While these sorts of works are undoubtedly fun and creatively enriching, many will surely be wondering how they pay the bills. “I still work two days a week as an optician, otherwise it would be difficult, but I still like that,” says Breen. “It means I don’t have to do things just for money—if someone asks me to do a logo and I don’t like it, I can say no.”
It’s also these sorts of unpaid projects that can bring the most interesting clients. Breen was commissioned to create a 3-D collage for New York’s Chamber Gallery off the back of RESET. In yet another peculiar twist in the tale, he also found himself working for the Dutch Royal Family when he was commissioned to design the identity for the Koninklijke Verzamelingen, or The Royal Collections of the Netherlands, which comprises paintings, drawings, miniatures, sculpture, silver, textiles, ceramics, and furniture; as well as a library of books and sheet music.
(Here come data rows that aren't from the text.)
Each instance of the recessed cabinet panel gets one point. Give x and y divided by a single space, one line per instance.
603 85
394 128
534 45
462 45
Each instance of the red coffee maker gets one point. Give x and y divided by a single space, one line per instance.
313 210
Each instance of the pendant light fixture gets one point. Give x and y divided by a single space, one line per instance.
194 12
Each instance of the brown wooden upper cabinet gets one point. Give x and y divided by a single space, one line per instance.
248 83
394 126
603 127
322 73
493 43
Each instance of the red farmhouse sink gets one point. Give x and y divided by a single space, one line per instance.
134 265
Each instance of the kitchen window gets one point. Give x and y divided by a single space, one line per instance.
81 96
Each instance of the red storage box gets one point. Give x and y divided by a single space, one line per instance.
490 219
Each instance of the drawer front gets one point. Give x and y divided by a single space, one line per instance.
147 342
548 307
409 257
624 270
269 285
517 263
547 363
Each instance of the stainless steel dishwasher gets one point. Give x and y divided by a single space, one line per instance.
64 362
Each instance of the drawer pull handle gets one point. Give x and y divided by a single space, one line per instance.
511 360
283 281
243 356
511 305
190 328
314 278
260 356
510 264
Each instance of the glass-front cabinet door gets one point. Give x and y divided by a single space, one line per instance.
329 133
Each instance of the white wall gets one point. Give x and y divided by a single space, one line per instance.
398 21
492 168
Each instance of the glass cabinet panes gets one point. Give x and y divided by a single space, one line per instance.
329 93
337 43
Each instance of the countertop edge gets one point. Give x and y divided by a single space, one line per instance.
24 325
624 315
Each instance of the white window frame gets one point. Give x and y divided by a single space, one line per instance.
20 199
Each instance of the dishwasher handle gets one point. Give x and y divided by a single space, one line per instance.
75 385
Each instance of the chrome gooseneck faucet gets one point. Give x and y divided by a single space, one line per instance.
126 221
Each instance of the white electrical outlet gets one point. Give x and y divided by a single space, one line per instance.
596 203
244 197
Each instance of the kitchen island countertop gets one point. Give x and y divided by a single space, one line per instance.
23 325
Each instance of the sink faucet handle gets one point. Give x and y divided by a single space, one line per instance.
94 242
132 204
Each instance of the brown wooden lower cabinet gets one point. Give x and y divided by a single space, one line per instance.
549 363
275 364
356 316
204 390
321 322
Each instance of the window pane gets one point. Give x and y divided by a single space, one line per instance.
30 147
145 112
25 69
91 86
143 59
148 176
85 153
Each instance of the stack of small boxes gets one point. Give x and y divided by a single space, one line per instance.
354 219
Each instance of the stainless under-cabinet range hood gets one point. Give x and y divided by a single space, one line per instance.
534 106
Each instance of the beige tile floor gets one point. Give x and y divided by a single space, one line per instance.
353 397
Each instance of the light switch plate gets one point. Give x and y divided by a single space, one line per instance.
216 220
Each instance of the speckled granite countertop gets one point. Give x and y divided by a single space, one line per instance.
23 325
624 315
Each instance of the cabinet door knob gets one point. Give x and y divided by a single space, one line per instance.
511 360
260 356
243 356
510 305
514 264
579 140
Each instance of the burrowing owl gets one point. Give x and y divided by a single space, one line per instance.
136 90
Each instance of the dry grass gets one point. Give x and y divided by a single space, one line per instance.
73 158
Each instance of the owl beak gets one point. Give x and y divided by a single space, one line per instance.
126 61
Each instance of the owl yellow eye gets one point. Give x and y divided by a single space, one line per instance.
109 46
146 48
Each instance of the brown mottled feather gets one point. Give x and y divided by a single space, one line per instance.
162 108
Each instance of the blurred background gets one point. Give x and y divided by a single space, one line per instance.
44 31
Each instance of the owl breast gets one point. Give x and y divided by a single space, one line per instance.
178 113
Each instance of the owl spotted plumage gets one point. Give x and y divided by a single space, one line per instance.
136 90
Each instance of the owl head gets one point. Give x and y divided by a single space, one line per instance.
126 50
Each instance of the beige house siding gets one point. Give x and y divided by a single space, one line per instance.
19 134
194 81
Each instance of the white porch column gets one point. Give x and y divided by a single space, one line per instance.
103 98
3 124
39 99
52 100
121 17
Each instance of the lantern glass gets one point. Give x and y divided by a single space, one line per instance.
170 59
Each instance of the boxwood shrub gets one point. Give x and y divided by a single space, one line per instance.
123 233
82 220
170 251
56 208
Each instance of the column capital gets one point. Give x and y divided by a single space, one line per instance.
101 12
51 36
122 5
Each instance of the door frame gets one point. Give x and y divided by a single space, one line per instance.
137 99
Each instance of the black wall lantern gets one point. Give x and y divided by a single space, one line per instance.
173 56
While Breen says he usually isn’t too excited by straight-up identity design projects, this one was different. “I really liked working on it, not only because many objects they have are extremely rare and beautiful and not often seen by the public, but because I was helping to make this whole archive accessible for the public in a nice and structured way. People can even download hi-res images of the objects,” he says.
What the future holds for this hungry young designer is anyone’s guess, given his design journey up till now. “After graduation we all made a list of where we wanted to be in five years’ time, but—oh god this sounds arrogant—I’ve done a lot of those things,” says Breen. “I did have another list of things I wanted to do, but where is it?!”